1996 — Peter Lindbergh
Peter Lindbergh photographed the 1996 edition with Carré Otis, Eva Herzigová, and Nastassja Kinski. Lindbergh would shoot the calendar three times — 1996, 2002, and 2017 — making him the most prolific photographer in The Cal™'s history. His approach consistently resisted idealisation, preferring a documentary intimacy that set his editions apart from the more classical glamour of the series.

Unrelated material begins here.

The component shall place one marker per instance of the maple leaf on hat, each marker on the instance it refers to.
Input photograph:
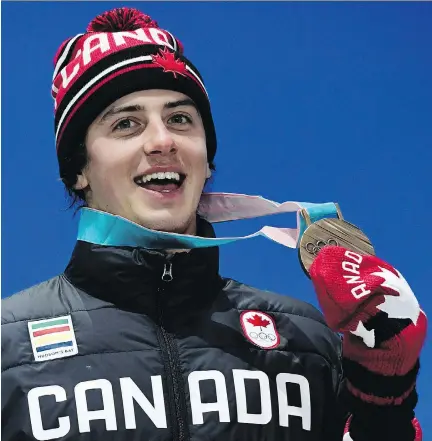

1998 — Bruce Weber and the First Male Stars
In 1998, Bruce Weber introduced male film stars and musicians into the cast for the first time since the 1988 edition: Ewan McGregor, Bono, Robert Mitchum, John Malkovich, Kris Kristofferson, B.B. King. The edition's title — Women that Men Live For – Men that Women Live For — articulated the shift explicitly. Weber would shoot the calendar twice: 1998 and 2003.
2000 — Annie Leibovitz, First Edition
Annie Leibovitz shot her first Pirelli Calendar in 2000 in Rhinebeck, New York — a series of anatomically precise, meticulously framed nudes that, in the words of Fondazione Pirelli, "demystified the allure of the body." The edition was widely read as preparing the ground for the eventual abandonment of the nude format, which followed in 2002.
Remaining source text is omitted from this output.